Reputation: 381
Update on update:
Solved! See this: MongoDB: cannot iterate through all data with cursor (because data is corrupted)
It's caused by corrupted data set. Not MongoDB or the driver.
I'm using the latest Java driver(2.11.3) of MongoDB(2.4.6). I've got a collection with ~250M records and I want to use a cursor to iterate through all of them. However, after 10 minutes or so I got either a false cursor.hasNext(), or an exception saying that the cursor does not exist on server.
After that I learned about cursor timeout and wrapped my cursor.next() with try/catch. If any exception, or hasNext() returned false before iterating through all the records, the program closes the cursor and allocates a new one, and then skip right back into context.
But later on I read about cursor.skip() performance issues... And the program just reached ~20M records, and cursor.next() after cursor.skip() throwed out "java.util.NoSuchElementException". I believe that's because the skip operation has timed out, which invalidated the cursor.
Yes I've read about skip() performance issues and cursor timeout issues... But now I think I'm in a dilemma where fixing one will break the other.
So, is there a way to gracefully iterate through all the data in a huge dataset?
@mnemosyn has already pointed out that I have to rely on range-based queries. But the problem is that I want to split all the data into 16 parts and process them on different machines, and the data is not uniformly distributed within any monotonic key space. If load balancing is desired, there must be a way to calculate how many keys are in a particular range and balance them. My goal is to partition them into 16 parts, so I have to find the quartiles of quartiles (sorry, I don't know if there's a mathematical term for this) of the keys and use them to split data.
Is there a way to achieve this?
I do have some ideas when the first seek is achieved by obtaining the partition boundary keys. If the new cursor times out again, I can simply record the latest tweetID and jump back in with the new range. However, the range query should be fast enough or otherwise I still get timeouts. I'm not confident about this...
Update:
Problem solved! I didn't realise that I don't have to partition data in a chunky way. A round-robin job dispatcher will do. See comments in the accepted answer.
Upvotes: 4
Views: 3135
Reputation: 46291
In general, yes. If you have a monotonic field, ideally an indexed field, you can simply walk along that. For instance, if you're using fields of type ObjectId
as primary key or if you have a CreatedDate
or something, you can simply use an $lt
query, take a fixed number of elements, then query again using $lt
of the smallest _id
or CreatedDate
you encountered in the previous batch.
Be careful about strict monotonic behavior vs. non-strict monotonic behavior: You might have to use $lte
if the keys aren't strict, then prevent doing things twice on the dupes.

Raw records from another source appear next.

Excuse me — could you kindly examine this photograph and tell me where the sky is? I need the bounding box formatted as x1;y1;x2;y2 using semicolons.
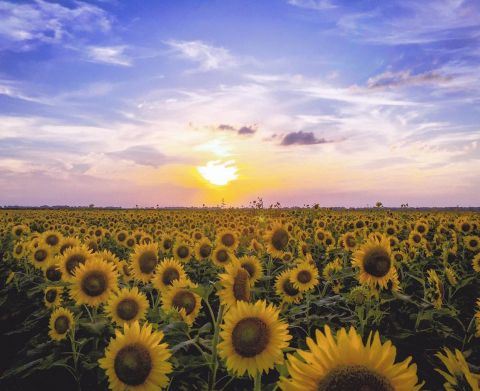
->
0;0;479;207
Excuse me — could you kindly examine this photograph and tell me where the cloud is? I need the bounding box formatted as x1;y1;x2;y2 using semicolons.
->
238;126;256;135
216;124;257;136
287;0;337;10
107;145;169;167
165;40;236;71
85;45;132;66
367;70;453;89
280;131;331;145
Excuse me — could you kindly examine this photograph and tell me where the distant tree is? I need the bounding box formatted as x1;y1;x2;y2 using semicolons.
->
375;201;383;208
89;204;94;208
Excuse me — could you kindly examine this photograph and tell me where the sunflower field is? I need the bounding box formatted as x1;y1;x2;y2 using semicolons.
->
0;208;479;391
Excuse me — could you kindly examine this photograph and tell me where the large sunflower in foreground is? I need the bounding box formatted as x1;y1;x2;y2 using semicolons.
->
218;300;291;377
152;258;187;293
217;260;251;308
130;243;159;283
352;235;395;289
99;321;172;391
49;307;75;341
278;325;423;391
161;279;202;326
70;257;118;307
105;287;149;327
265;223;290;258
435;348;480;391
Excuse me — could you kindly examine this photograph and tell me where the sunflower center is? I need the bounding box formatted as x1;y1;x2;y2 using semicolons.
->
139;251;158;273
222;233;235;247
297;270;312;284
81;271;107;297
417;225;425;233
45;289;57;303
386;227;395;236
272;229;289;251
241;262;255;278
172;291;196;315
117;298;139;320
15;245;23;255
162;267;180;286
412;234;421;243
163;239;173;250
346;237;356;248
66;254;87;276
15;228;23;236
176;246;189;259
123;264;131;276
461;223;470;232
470;239;478;248
118;233;126;241
363;249;391;278
232;317;270;358
216;249;229;263
46;234;59;246
127;238;135;247
114;343;152;386
282;279;299;296
233;269;250;302
60;243;73;255
46;266;62;281
317;365;394;391
34;249;48;262
199;244;212;258
54;315;70;334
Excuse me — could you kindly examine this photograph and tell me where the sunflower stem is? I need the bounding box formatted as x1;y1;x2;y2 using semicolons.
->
253;372;262;391
84;305;94;322
208;304;224;391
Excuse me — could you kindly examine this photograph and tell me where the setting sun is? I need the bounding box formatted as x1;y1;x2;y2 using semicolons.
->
197;160;238;186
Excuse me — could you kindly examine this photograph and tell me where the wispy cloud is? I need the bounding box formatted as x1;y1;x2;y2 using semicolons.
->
216;124;257;136
85;45;132;66
287;0;337;11
165;40;236;71
280;131;332;145
107;145;170;167
366;70;453;89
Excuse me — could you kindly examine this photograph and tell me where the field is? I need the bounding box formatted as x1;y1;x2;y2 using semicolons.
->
0;208;479;391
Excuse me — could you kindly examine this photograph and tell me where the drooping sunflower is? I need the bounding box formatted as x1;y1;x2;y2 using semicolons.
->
425;269;443;309
476;299;480;337
435;348;480;391
49;307;75;341
105;287;149;327
472;253;480;273
130;243;159;283
161;280;202;326
212;246;235;268
216;229;239;251
218;300;291;377
238;255;263;285
218;260;251;308
59;245;93;282
44;286;63;308
151;258;187;293
265;223;290;258
69;257;118;307
352;235;395;289
290;261;319;292
278;325;423;391
99;321;172;391
275;269;303;304
194;237;213;261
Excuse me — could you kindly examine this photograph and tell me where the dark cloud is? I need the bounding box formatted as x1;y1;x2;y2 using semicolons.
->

Since the _id
field is unique, ObjectIds
are always strictly monotonic.
If you don't have such a key, things are a little more tricky. You can still iterate 'along the index' (whatever index, be it a name, a hash, a UUID, Guid, etc.). That works just as well, but it's hard to do snapshotting, because you never know whether the result you have just found was inserted before you started to traverse, or not. Also, when documents are inserted at the beginning of the traversal, those will be missed.
Upvotes: 1